Update: This is not a problem with Relationships in SQLModel! See the answer below for more explanation!
I am relatively new to SQLModel and SQLAlchemy, however I can't figure out this one.
Basically the problem: Using SQLite as a database I have a configs
table that holds 3 UUID's for different sub-configs (server, user and business) all in their separate tables. I am declaring the models as follows:
class ServerConfigBase(SQLModel):
"""Base Server Configuration."""
address: str
port: int
app_configs: List["Config"] = Relationship(back_populates="server")
class ServerConfig(ServerConfigBase, table=True):
"""Configuration model describing network communication fields"""
id: Optional[UUID] = Field(default=None, primary_key=True)
class BusinessConfigBase(SQLModel):
"""Base Business Configuration."""
...
app_configs: List["Config"] = Relationship(back_populates="business")
class BusinessConfig(BusinessConfigBase, table=True):
"""Configuration model describing Business related fields"""
id: Optional[UUID] = Field(default=None, primary_key=True)
class UserConfigBase(SQLModel):
"""Base User Configuration."""
name: str
app_configs: List["Config"] = Relationship(back_populates="user")
class UserConfig(UserConfigBase, table=True):
"""Configuration model describing user settable fields"""
id: Optional[UUID] = Field(default=None, primary_key=True)
class ConfigBase(SQLModel):
"""Base Configuration."""
server: ServerConfig = Relationship(back_populates="app_configs")
server_conf_id: UUID = Field(foreign_key=ServerConfig.id)
business: BusinessConfig = Relationship(back_populates="app_configs")
business_conf_id: UUID = Field(foreign_key=BusinessConfig.id)
user: UserConfig = Relationship(back_populates="app_configs")
user_conf_id: UUID = Field(foreign_key=UserConfig.id)
random_list_of_string_field: List[Dict] = Field(sa_column=Column(JSON[List[Dict]]))

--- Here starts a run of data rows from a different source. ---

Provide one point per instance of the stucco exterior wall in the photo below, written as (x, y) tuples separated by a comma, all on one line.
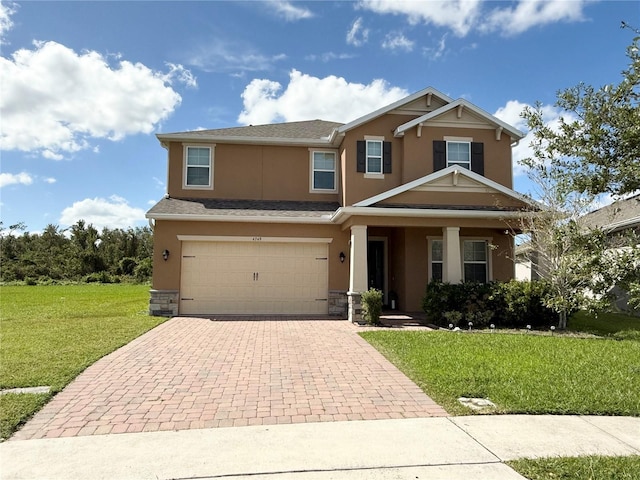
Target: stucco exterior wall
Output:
[(251, 172)]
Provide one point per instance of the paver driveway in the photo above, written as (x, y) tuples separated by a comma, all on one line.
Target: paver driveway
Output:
[(196, 373)]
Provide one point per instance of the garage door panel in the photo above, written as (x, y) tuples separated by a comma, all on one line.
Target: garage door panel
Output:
[(254, 278)]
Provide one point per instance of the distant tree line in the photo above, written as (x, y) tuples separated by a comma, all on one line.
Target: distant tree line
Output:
[(79, 253)]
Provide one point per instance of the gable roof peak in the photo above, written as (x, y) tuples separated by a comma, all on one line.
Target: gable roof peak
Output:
[(426, 92)]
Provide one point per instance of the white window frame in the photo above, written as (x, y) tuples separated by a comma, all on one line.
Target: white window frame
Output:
[(489, 262), (312, 170), (430, 241), (186, 147), (449, 140), (371, 140)]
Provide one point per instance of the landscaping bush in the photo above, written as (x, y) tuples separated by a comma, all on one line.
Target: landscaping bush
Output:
[(372, 306), (522, 304), (512, 304)]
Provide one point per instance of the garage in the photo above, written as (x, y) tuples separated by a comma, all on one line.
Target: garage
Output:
[(254, 276)]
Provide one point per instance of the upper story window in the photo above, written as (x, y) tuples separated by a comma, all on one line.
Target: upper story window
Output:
[(323, 172), (374, 156), (463, 152), (459, 153), (198, 167)]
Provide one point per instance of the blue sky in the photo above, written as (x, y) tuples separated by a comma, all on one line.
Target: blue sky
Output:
[(85, 86)]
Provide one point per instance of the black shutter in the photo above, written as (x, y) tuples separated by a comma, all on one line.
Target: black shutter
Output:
[(477, 158), (439, 155), (361, 158), (386, 157)]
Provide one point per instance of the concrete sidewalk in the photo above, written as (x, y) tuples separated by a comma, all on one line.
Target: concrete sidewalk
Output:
[(435, 448)]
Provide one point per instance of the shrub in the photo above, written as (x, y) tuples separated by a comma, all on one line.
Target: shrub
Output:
[(372, 306), (523, 304), (507, 304), (458, 304)]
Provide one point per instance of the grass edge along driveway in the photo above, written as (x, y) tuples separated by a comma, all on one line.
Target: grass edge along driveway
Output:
[(527, 374), (50, 334)]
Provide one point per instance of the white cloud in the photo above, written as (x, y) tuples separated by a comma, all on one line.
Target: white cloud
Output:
[(511, 114), (357, 34), (55, 101), (397, 41), (289, 11), (463, 16), (329, 56), (458, 15), (6, 24), (532, 13), (308, 98), (219, 55), (114, 212), (22, 178)]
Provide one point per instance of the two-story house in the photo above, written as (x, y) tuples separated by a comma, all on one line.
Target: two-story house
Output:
[(300, 218)]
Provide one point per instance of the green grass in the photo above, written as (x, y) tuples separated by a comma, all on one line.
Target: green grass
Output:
[(531, 374), (579, 468), (50, 334), (604, 324)]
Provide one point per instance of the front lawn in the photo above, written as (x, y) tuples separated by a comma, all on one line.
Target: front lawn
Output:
[(604, 324), (50, 334), (520, 373), (579, 468)]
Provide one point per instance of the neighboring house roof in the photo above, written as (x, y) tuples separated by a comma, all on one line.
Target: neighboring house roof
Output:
[(306, 132), (619, 215), (453, 171), (461, 103), (202, 209)]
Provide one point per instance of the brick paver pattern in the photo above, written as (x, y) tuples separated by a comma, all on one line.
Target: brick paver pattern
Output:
[(196, 373)]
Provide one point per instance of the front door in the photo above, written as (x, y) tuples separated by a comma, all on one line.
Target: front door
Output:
[(375, 264)]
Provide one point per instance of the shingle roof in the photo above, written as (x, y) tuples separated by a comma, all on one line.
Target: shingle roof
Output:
[(200, 207), (311, 129)]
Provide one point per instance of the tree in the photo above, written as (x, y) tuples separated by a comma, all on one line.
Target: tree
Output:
[(597, 143), (595, 150)]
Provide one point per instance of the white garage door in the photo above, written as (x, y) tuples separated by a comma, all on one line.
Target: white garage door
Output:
[(254, 278)]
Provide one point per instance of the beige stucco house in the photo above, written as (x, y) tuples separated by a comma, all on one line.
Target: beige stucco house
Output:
[(300, 218)]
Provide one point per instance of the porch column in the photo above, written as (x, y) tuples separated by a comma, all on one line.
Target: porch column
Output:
[(357, 271), (452, 271)]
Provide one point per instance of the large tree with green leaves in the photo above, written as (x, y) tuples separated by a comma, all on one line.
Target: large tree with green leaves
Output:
[(597, 142), (593, 149)]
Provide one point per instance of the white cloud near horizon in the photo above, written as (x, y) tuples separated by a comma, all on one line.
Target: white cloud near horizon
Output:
[(225, 56), (308, 98), (56, 102), (6, 10), (511, 114), (289, 11), (357, 35), (114, 212), (397, 42), (464, 16), (22, 178)]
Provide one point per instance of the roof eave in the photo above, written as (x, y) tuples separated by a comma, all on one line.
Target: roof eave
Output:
[(325, 219), (299, 142), (513, 132), (343, 213), (381, 111)]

class Config(ConfigBase, table=True):
"""Table configuration."""
id: Optional[UUID] = Field(default=None, primary_key=True)
active: bool = False
When I check on startup if the active config exists via session.exec(select(Config).where(Config.active == True)).first()
(in case theres a db file already populated) I get the following error:
sqlalchemy.exc.UnboundExecutionError: Could not locate a bind configured on mapper mapped class Config->config, SQL expression or this Session.
Same happens if I were to just select all on the table. Not sure why my model is not mapping correctly. Stack trace:
File "/Users/somaf/repos/api/src/api/controllers/config.py", line 91, in read_configs
return session.exec(select(Config)).all()
File "/Users/somaf/repos/api/.venv/lib/python3.9/site-packages/sqlmodel/orm/session.py", line 60, in exec
results = super().execute(
File "/Users/somaf/repos/api/.venv/lib/python3.9/site-packages/sqlalchemy/orm/session.py", line 1705, in execute
bind = self.get_bind(**bind_arguments)
File "/Users/somaf/repos/api/.venv/lib/python3.9/site-packages/sqlalchemy/orm/session.py", line 2154, in get_bind
raise sa_exc.UnboundExecutionError(
sqlalchemy.exc.UnboundExecutionError: Could not locate a bind configured on mapper mapped class Config->config, SQL expression or this Session.
I didn't forget to create the tables and the session is set up correctly as well. Any help would be much appreciated and sorry if this is a nooby question.
As asked here's how the create_engine
function is called:
engine = create_engine(
"sqlite://",
connect_args={"check_same_thread": False},
poolclass=StaticPool
)
SQLModel.metadata.create_all(engine)
These two lines are from the main.py where a lifespan
function will do this and other setup related operations. The create_engine call is going to be different after this bug is squashed to check for existing files and worst case default to an empty in-mem database. And sorry for the late reply!
So, I found the problem and it was to do with the engine
and session
as the comments also suggested. I originally suspected the Relationship
to be the problem because that was the major part of the refactor and not the tidying of imports and control flow. The problem was that we originally imported the engine from a database.py
file. Before the refactor engine
was declared as follows:
with initialize(version_base=None, config_path="../../../config", job_name="robin_app"):
config = compose(config_name="default")
engine = create_database_engine(config)
In the refactor I set it to be initially None
before calling the create_db_and_tables
from the main.py
file where its' value gets updated. The problem was that even though I updated the value, the imported reference is still the older None
value. In debugger it shows:
By making engine
private and using a getter solved the issue. Thanks again for all to have commented and sorry for not giving an update sooner.